El perdón es una forma de dejar ir – parte 1

La vida puede verse como una serie de renuncias, ensayos para el acto final de dejar ir a nuestro yo terrenal. ¿Por qué, entonces, es tan difícil para las personas rendirse al pasado? Nuestros recuerdos, buenos y malos, son los que nos dan una sensación de continuidad y unen a las muchas personas que hemos sido con el que habita temporalmente nuestro cuerpo cambiante.
La colección de hábitos y respuestas condicionadas que nos hacen únicos sirve como una especie de giroscopio, dando a nuestras respuestas a la vida una capacidad de predicción que es valiosa tanto para nosotros como para aquellos que buscan conocernos. Nuestros antiguos yo también pueden servir como una especie de ancla, proporcionando estabilidad, mientras que a veces inhiben la adaptación a las nuevas circunstancias.
Pocos de nosotros tuvimos una infancia ideal. Es fácil quedar atrapado en autodefiniciones que involucran traumas del pasado como explicaciones de por qué nuestras vidas no son lo que deseamos. El problema de vivir en el pasado es que inhibe el cambio y, por lo tanto, es inherentemente pesimista.
Ciertamente, es cierto que entender quiénes somos depende de prestar atención a la historia de nuestras vidas. Esta es la razón por la cual cualquier psicoterapia útil incluye contar esta historia. En algún lugar entre ignorar el pasado y revolcarse en él, hay un lugar donde podemos aprender de lo que nos ha sucedido, incluidos los errores inevitables que hemos cometido, e integrar este conocimiento en nuestros planes para el futuro. Inevitablemente, este proceso requiere algunos ejercicios de perdón, es decir, renunciar a las quejas a las que tenemos derecho.

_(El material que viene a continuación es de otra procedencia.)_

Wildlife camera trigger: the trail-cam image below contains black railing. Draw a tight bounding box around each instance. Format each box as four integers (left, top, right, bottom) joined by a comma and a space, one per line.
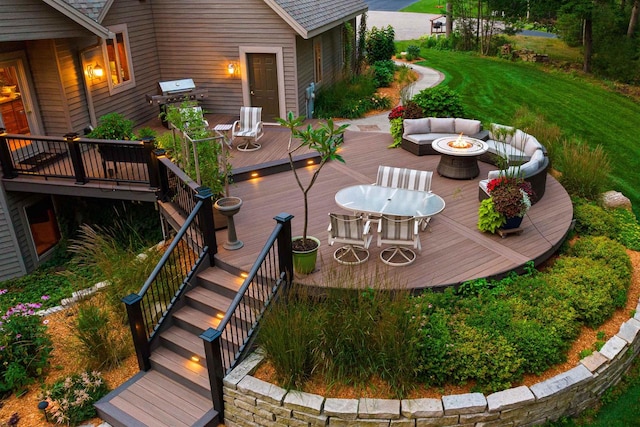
200, 213, 293, 423
0, 129, 159, 188
123, 187, 217, 371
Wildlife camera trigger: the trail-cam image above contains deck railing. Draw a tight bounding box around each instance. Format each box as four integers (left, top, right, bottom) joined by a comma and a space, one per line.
200, 213, 293, 423
0, 129, 158, 188
123, 183, 217, 371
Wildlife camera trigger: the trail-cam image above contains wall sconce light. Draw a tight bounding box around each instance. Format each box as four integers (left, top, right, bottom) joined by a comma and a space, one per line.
227, 62, 240, 77
87, 62, 104, 80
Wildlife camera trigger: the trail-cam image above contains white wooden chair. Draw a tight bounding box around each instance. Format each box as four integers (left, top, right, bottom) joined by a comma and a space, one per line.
378, 215, 422, 267
403, 169, 433, 231
327, 213, 373, 265
231, 107, 264, 151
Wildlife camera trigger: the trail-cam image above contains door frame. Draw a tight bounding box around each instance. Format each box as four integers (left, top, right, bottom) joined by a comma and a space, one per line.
238, 46, 287, 123
0, 51, 43, 135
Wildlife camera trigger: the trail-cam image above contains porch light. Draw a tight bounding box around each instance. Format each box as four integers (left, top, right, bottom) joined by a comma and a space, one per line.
87, 62, 104, 80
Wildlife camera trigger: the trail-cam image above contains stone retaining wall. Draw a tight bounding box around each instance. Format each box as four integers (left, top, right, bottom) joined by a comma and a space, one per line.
224, 301, 640, 427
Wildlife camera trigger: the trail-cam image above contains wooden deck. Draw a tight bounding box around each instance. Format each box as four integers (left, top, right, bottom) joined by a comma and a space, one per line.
200, 119, 573, 289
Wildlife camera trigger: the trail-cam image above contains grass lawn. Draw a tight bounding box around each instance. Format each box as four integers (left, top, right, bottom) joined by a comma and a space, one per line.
400, 50, 640, 215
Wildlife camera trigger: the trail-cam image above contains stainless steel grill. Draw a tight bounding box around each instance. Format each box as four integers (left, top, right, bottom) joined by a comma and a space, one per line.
147, 79, 207, 127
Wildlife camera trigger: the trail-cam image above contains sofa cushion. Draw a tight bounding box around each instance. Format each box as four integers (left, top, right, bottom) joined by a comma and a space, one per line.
454, 119, 482, 135
489, 123, 515, 144
403, 133, 458, 144
402, 117, 431, 135
429, 117, 456, 133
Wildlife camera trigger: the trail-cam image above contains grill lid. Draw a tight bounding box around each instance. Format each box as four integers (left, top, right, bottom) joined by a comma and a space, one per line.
158, 79, 196, 95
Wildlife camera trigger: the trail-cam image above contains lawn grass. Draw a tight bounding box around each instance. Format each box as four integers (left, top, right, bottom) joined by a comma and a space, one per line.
400, 0, 447, 15
409, 47, 640, 215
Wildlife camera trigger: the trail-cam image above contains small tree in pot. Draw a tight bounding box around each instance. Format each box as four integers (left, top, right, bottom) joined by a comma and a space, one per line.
277, 112, 349, 251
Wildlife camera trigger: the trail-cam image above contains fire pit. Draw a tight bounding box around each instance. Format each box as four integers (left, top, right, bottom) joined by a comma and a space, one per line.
431, 134, 489, 179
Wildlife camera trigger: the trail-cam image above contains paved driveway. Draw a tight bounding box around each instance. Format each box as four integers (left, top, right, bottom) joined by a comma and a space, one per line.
365, 0, 417, 11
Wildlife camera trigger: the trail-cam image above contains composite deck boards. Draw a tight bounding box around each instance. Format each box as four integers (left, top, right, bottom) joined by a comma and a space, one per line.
211, 123, 573, 289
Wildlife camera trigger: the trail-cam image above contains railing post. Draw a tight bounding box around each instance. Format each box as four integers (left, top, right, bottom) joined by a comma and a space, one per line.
195, 187, 218, 267
200, 328, 229, 424
64, 132, 87, 185
273, 212, 293, 284
122, 294, 151, 371
142, 137, 160, 188
0, 127, 18, 179
153, 148, 171, 202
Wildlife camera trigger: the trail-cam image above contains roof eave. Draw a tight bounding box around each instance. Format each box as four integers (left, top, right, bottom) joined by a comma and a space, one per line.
42, 0, 114, 39
304, 9, 368, 39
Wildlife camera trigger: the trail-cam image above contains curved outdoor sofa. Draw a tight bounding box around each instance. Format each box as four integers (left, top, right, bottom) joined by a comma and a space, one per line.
400, 117, 549, 203
478, 123, 549, 203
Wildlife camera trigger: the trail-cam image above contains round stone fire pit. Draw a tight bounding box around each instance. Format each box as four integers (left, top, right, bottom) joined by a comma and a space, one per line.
431, 135, 489, 179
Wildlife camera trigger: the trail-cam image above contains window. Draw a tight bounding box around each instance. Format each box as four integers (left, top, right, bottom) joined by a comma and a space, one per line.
313, 39, 322, 83
25, 197, 60, 256
103, 25, 135, 94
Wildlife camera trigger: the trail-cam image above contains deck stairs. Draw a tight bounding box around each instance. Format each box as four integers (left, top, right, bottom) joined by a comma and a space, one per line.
95, 267, 248, 427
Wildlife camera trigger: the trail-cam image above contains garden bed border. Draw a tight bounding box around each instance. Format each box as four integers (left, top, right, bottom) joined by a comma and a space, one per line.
224, 300, 640, 427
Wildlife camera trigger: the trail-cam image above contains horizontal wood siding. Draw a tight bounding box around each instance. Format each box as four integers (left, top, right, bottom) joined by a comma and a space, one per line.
0, 189, 26, 282
0, 0, 90, 42
91, 1, 165, 123
27, 40, 71, 136
153, 0, 298, 115
55, 39, 91, 134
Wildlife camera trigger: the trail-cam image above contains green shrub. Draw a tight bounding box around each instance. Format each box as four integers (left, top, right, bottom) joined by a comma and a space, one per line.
74, 295, 132, 369
371, 59, 396, 87
568, 236, 633, 282
365, 25, 396, 64
611, 209, 640, 251
389, 117, 404, 148
573, 200, 618, 239
548, 257, 628, 328
87, 113, 135, 140
40, 372, 109, 426
412, 85, 464, 117
407, 44, 420, 58
557, 140, 611, 200
404, 101, 424, 119
0, 298, 52, 396
449, 322, 523, 392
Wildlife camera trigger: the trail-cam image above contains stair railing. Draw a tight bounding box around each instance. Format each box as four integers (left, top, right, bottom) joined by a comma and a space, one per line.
200, 213, 293, 423
122, 184, 217, 371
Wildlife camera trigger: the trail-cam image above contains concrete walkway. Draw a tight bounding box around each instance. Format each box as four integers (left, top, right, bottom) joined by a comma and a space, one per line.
336, 64, 444, 133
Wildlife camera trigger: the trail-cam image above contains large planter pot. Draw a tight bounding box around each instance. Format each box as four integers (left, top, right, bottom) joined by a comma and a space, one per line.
292, 236, 320, 274
502, 216, 523, 230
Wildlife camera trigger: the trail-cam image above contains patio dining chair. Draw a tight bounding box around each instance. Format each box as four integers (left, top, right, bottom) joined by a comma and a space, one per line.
327, 213, 373, 265
231, 107, 264, 151
378, 215, 422, 267
403, 169, 433, 231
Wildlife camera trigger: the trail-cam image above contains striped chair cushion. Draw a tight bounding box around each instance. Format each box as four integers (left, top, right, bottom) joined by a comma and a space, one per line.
403, 169, 433, 191
376, 166, 405, 188
329, 213, 363, 240
380, 215, 415, 242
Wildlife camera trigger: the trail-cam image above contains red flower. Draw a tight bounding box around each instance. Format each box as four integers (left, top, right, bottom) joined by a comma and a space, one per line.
388, 105, 405, 120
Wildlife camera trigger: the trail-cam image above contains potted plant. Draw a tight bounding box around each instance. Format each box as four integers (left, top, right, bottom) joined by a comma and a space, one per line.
478, 175, 534, 233
276, 112, 349, 274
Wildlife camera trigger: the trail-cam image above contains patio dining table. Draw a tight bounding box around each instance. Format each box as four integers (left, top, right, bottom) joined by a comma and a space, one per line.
335, 184, 445, 217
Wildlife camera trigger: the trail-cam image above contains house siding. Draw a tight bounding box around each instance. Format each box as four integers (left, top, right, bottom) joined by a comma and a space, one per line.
0, 188, 27, 281
153, 0, 298, 114
0, 0, 90, 42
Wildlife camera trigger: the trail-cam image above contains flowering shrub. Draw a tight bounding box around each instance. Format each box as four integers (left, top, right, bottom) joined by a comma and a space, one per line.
40, 371, 109, 426
0, 296, 52, 394
487, 176, 534, 218
388, 105, 405, 121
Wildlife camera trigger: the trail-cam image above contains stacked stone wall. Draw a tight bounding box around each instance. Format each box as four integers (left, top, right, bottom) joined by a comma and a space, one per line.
224, 301, 640, 427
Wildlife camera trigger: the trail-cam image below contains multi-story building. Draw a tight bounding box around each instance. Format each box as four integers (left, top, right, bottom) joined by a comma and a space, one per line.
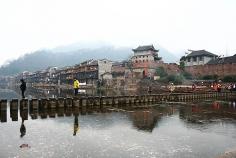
131, 45, 163, 78
183, 50, 217, 66
185, 54, 236, 77
74, 59, 112, 86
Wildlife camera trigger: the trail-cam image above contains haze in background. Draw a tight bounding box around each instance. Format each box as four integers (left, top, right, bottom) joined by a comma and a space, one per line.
0, 0, 236, 65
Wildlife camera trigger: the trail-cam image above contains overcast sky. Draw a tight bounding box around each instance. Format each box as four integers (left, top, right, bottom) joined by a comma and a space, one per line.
0, 0, 236, 65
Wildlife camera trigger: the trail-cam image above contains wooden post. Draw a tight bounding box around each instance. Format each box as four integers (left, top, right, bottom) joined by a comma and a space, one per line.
65, 98, 73, 108
57, 98, 65, 108
49, 98, 57, 109
10, 99, 18, 111
30, 99, 39, 110
20, 99, 28, 110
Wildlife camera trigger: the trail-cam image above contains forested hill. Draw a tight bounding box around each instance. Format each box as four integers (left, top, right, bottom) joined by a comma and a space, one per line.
0, 46, 176, 76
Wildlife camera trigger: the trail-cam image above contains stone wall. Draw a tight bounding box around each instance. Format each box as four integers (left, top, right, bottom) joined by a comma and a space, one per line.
185, 63, 236, 77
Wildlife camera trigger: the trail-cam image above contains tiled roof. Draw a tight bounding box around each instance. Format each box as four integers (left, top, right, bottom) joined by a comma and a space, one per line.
187, 50, 217, 57
207, 54, 236, 65
133, 45, 159, 52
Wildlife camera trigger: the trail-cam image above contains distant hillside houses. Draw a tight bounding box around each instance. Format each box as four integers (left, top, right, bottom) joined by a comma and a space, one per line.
180, 50, 218, 66
12, 45, 180, 88
181, 51, 236, 78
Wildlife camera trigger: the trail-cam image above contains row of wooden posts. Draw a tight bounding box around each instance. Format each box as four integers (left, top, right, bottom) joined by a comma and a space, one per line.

Ampliamente confundido con el olvido o la reconciliación, el perdón no es ninguno de los dos. No es algo que hacemos por los demás; es un regalo para nosotros mismos. Existe, al igual que toda curación verdadera, en la intersección del amor y la justicia.
Reconocer que hemos sido perjudicados por otro, pero optar por dejar ir nuestro resentimiento o deseos de venganza requiere un alto nivel de madurez emocional y ética. Es una forma de liberarnos del sentido de la opresión y una declaración esperanzadora de nuestra capacidad de cambio. Si podemos renunciar a las preocupaciones y pseudo explicaciones que están enraizadas en el pasado, somos libres de elegir las actitudes con las que enfrentamos el presente y el futuro. Esto implica un ejercicio de conciencia y determinación que es un cierto antídoto para los sentimientos de impotencia y ansiedad que subyacen a la mayoría de nuestra infelicidad.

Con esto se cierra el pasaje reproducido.